My intention here is to convey the reality of a world we also live in, but one that our senses rarely perceive, and that our celebrated scientific outlook can often not even imagine. But it is a world that is real like mountains and stars are real. In fact, it is even more solid than the proud stone of the Rocky Mountains, and more luminous than the shining stars in the firmament. Spiritual reality is as real as it gets.
This does not mean, of course, that the material cosmos is unreal – far from it. Nonetheless, the gnostic temptation of demoting material reality always lies in wait when we emphasize spiritual matters. But God positively willed the creation of matter; he destined all its mass and energy, along with the angels and our troubled human race, to a shared future of glory. Our problem is trying to keep all three components of creation in mind. We tend to waver between two false absolutes: a purely spiritual world or a purely material one. In earlier times, when people opened their eyes upon the world of nature and the stars above us, their gaze reached further than ours. They saw how the spiritual and material worlds interpenetrate, cooperating in a revelation in which our own composite human nature becomes, in the words of Thomas Aquinas, the mirabilis connexio (the amazing link). We are what connects matter and spirit into a perfected mirror of the Triune God.
That is to say, our ancestors not only detected the hand of a Creator God who made all these material wonders and sent them into being, but also the unmistakable signs of a world of pure created spirits, powerfully present within the concrete mysteries of nature. The angels almost seemed to wink at them as they mediated between the Almighty and those of us in the corporeal world. Our fellow humans of yesteryear would have regarded the arrogant eyes of the secular know-it-alls of today as blind, seeing only two dimensions, when there are three (or even more). They would have held our quantified scientific interpretation of nature to be not only partial, but even partisan. The scientists poring over these measurements would have seemed to them like someone staring at a musical score, unable to hear the music.
Most of our languages, modern and classic, refer to spirits using the metaphor of air, wind or breath. Air is invisible, and yet it gives life; air is seemingly weak, and yet hurricanes and tornados are among the most violent of nature’s outbursts. The fact is that spirits are not just ideas or values floating in some imagined stratosphere. Spirit is the most ontologically dense and operationally intense of all the varieties of being.

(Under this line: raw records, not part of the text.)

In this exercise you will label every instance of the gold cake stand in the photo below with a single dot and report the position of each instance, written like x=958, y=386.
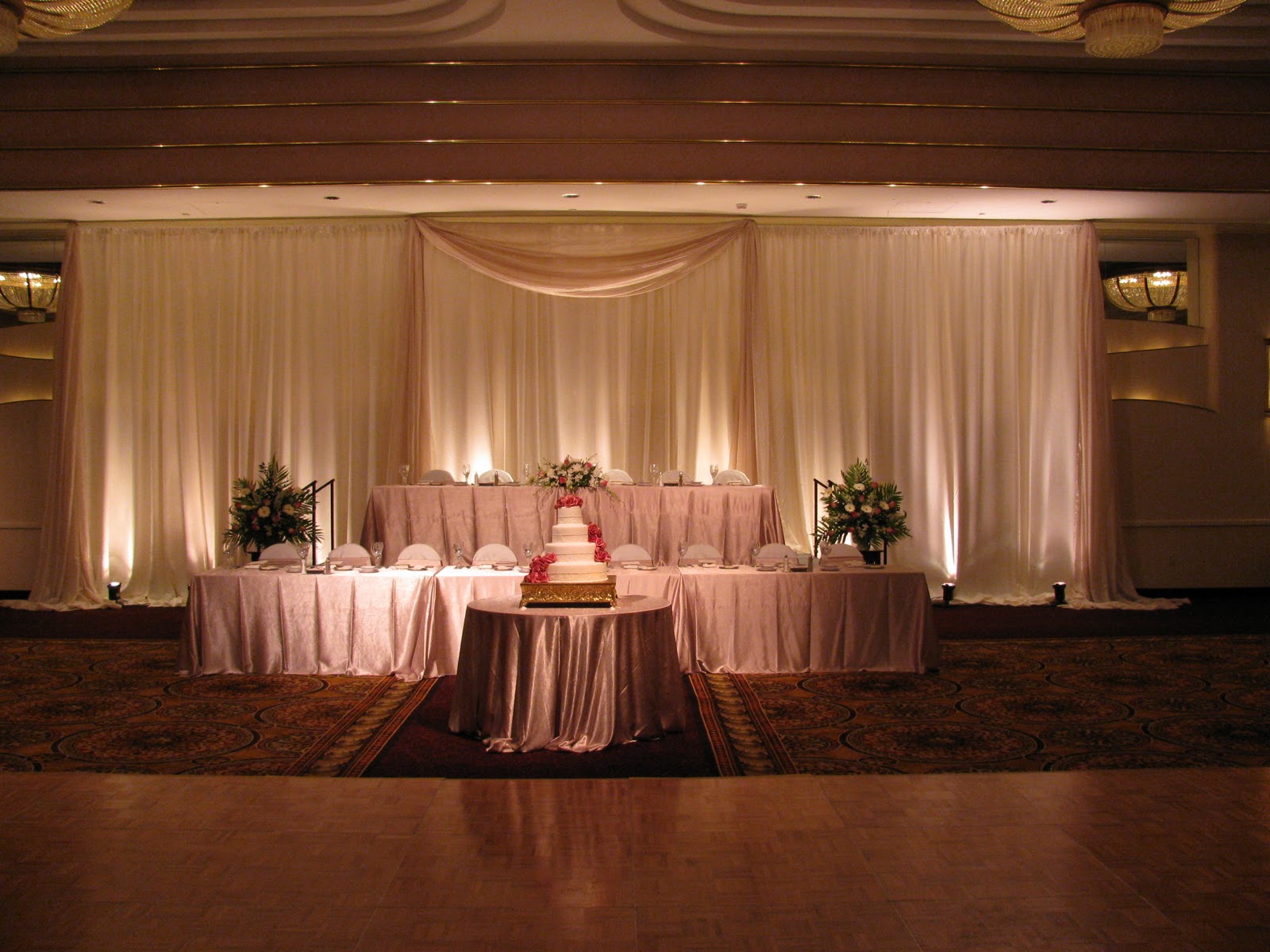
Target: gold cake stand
x=565, y=594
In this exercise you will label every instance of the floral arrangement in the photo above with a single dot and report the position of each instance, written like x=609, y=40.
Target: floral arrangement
x=539, y=569
x=571, y=475
x=594, y=535
x=270, y=511
x=863, y=508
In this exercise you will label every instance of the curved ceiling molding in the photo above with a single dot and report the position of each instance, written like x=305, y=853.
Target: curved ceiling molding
x=277, y=25
x=33, y=342
x=22, y=378
x=889, y=27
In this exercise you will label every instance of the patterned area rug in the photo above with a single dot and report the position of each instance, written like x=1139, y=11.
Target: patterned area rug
x=1029, y=704
x=118, y=708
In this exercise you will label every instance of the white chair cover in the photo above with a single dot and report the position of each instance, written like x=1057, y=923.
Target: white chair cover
x=349, y=554
x=419, y=554
x=630, y=552
x=279, y=552
x=702, y=552
x=493, y=552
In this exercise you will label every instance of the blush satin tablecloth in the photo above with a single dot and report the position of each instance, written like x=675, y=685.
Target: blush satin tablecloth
x=410, y=624
x=730, y=518
x=567, y=678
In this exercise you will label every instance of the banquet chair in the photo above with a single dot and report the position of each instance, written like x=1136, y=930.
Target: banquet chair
x=493, y=552
x=776, y=552
x=418, y=552
x=840, y=551
x=349, y=554
x=279, y=552
x=700, y=552
x=630, y=552
x=492, y=478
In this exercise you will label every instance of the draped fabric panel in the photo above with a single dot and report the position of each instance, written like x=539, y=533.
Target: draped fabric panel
x=190, y=355
x=514, y=368
x=952, y=359
x=965, y=363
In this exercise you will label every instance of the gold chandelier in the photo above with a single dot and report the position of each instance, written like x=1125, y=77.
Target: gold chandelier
x=1160, y=294
x=1110, y=29
x=29, y=294
x=50, y=19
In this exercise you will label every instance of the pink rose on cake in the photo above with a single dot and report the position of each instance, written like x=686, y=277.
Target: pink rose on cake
x=539, y=569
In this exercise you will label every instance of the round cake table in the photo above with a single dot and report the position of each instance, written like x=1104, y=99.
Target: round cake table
x=568, y=678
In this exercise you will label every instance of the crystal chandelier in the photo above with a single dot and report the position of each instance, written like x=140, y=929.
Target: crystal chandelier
x=29, y=294
x=50, y=19
x=1110, y=29
x=1160, y=295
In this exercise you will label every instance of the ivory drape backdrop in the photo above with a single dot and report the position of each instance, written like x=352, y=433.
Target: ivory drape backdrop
x=963, y=362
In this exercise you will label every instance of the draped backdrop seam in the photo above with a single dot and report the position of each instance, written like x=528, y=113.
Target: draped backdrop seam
x=964, y=362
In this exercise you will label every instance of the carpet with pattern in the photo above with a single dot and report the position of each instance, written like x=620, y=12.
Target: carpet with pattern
x=1026, y=704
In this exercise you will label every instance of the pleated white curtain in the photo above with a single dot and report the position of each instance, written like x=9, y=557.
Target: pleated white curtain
x=965, y=365
x=190, y=355
x=622, y=340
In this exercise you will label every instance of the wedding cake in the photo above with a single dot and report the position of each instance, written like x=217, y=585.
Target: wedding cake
x=575, y=565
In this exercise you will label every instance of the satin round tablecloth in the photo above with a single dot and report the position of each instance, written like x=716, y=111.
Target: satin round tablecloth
x=568, y=678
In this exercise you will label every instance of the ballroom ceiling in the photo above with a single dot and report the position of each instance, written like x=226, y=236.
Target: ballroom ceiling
x=901, y=32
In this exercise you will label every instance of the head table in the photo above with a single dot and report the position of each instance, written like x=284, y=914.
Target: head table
x=410, y=624
x=657, y=518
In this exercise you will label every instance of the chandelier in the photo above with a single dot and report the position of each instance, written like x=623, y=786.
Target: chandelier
x=1160, y=295
x=50, y=19
x=29, y=294
x=1110, y=29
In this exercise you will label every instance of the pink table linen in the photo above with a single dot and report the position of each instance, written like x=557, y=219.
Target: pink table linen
x=658, y=518
x=743, y=620
x=568, y=678
x=279, y=622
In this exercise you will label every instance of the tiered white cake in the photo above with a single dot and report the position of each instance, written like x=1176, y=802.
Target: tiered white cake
x=573, y=550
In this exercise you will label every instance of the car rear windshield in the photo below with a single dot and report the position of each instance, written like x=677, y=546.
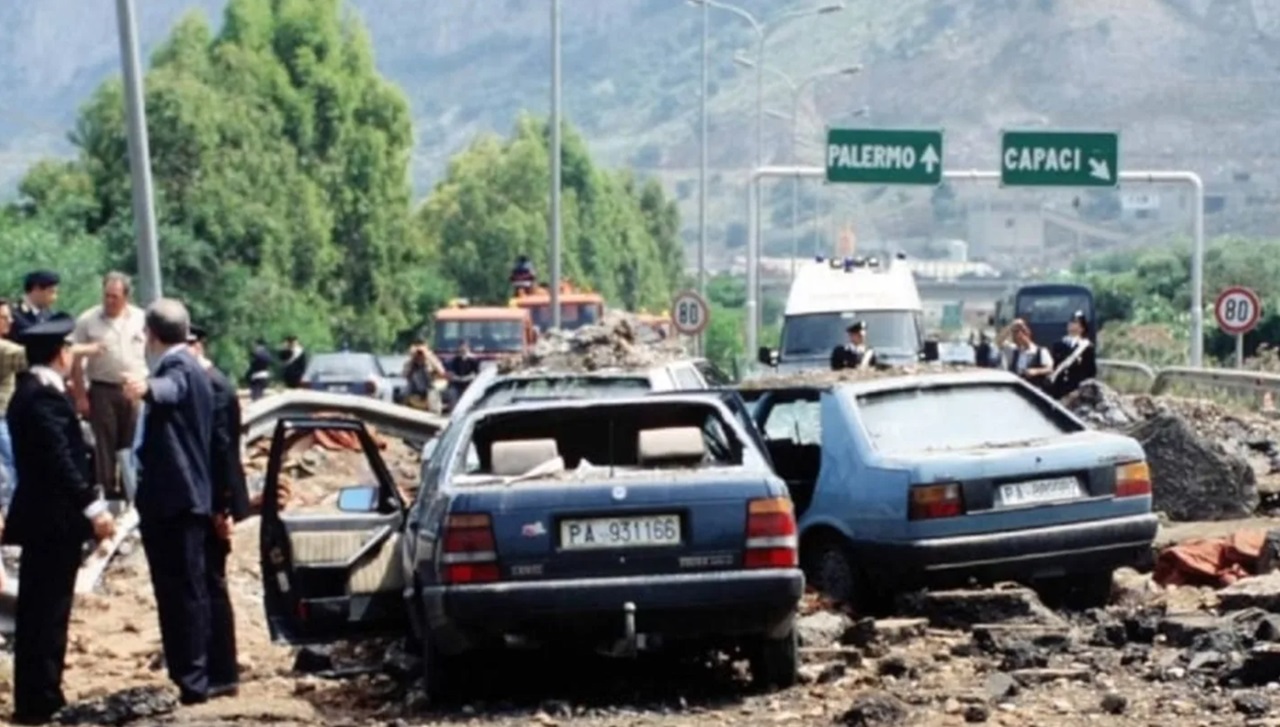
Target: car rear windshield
x=512, y=391
x=342, y=366
x=956, y=417
x=694, y=435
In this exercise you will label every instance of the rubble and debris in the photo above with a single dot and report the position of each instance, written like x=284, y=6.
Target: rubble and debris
x=620, y=341
x=1205, y=461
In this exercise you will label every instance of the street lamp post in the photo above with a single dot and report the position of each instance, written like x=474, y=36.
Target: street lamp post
x=140, y=154
x=762, y=31
x=796, y=92
x=554, y=222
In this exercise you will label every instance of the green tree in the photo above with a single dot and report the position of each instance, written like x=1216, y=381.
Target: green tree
x=620, y=236
x=280, y=168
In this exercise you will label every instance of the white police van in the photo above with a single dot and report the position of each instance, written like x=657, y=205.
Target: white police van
x=828, y=295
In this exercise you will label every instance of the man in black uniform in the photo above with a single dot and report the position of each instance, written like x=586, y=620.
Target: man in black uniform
x=1078, y=361
x=229, y=504
x=40, y=293
x=54, y=512
x=855, y=353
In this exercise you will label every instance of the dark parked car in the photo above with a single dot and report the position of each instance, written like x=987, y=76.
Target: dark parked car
x=618, y=525
x=350, y=373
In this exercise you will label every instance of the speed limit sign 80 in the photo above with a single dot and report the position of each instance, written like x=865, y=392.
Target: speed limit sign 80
x=689, y=312
x=1237, y=310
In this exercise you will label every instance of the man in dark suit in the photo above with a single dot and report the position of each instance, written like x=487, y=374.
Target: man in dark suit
x=54, y=512
x=174, y=497
x=855, y=353
x=231, y=504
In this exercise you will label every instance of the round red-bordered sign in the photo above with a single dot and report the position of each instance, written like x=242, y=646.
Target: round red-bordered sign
x=689, y=312
x=1237, y=310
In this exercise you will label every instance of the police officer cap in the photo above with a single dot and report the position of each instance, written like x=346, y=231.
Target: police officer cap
x=49, y=333
x=40, y=279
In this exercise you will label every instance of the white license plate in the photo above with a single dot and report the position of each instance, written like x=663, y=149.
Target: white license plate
x=620, y=533
x=1038, y=490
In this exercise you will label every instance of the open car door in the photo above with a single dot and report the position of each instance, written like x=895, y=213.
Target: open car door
x=332, y=570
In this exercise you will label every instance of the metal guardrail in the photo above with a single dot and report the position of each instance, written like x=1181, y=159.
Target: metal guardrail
x=259, y=417
x=1161, y=379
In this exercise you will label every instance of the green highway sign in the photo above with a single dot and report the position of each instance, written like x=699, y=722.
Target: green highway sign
x=885, y=156
x=1059, y=159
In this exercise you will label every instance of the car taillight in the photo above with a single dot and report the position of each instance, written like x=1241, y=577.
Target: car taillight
x=467, y=549
x=771, y=534
x=1133, y=480
x=931, y=502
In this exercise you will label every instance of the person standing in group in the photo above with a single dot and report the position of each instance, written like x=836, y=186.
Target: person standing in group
x=118, y=329
x=1023, y=357
x=259, y=374
x=13, y=359
x=53, y=515
x=293, y=362
x=39, y=295
x=174, y=498
x=231, y=503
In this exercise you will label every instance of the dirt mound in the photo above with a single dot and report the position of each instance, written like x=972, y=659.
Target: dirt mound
x=1205, y=460
x=620, y=341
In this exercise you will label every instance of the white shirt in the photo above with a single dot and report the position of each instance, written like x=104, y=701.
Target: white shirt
x=50, y=378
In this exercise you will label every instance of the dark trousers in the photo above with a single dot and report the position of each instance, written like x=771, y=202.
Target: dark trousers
x=176, y=551
x=113, y=419
x=223, y=662
x=46, y=577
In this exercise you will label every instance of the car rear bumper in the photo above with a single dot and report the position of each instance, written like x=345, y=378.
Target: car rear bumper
x=592, y=611
x=1034, y=553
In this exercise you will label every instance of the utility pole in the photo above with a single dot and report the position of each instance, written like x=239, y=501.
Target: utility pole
x=140, y=155
x=556, y=164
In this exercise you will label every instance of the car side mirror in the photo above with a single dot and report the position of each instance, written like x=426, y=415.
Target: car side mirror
x=362, y=499
x=931, y=351
x=767, y=356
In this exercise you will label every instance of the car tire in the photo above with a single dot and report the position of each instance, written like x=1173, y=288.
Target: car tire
x=439, y=673
x=830, y=568
x=1079, y=591
x=776, y=662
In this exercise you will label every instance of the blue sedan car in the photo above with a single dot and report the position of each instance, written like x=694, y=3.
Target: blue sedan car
x=615, y=525
x=940, y=479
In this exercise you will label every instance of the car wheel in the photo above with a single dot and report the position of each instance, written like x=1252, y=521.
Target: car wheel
x=776, y=662
x=1079, y=591
x=830, y=568
x=439, y=677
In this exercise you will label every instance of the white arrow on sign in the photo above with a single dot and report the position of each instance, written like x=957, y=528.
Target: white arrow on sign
x=929, y=159
x=1100, y=169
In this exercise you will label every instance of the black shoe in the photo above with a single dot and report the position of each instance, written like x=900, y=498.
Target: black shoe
x=223, y=690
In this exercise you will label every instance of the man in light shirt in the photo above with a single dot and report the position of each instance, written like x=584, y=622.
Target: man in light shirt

Moreover, spirits are not, strictly speaking, things at all, but rather “someones.” In a word, they are persons. And persons are what the “spiritual” is all about. To put a fine point on it, a spirit is simply an immaterial being endowed with the two interior faculties of self-transcendence: intelligence and volition. Since we also possess these faculties, we too are spiritual, although incarnate in matter.
In the Abrahamic traditions, personhood exists in three irreducible forms: divine, angelic and human. Furthermore, personal reality is, again according to Thomas Aquinas, “the most perfect of all that exists in nature” (perfectissimum in tota natura). We instinctively know this, for when we insist today on the “dignity of the human person,” we are simply acknowledging this perfection in the only persons we have direct, palpable contact with: ourselves. But it applies at least equally to the angels, and of course immeasurably more to God.
In saner times the existence of personal, spiritual beings would have been among the common-sense coordinates of all intelligent earthlings. The doubters would have been the oddballs. In fact, in those days, after a long conversation with Mr. Fry, someone may well have walked away and commented on how polite and witty the comedian was, but then lowered their voice and whispered, as if revealing a dark secret: “…but the poor man does not even believe in angels!”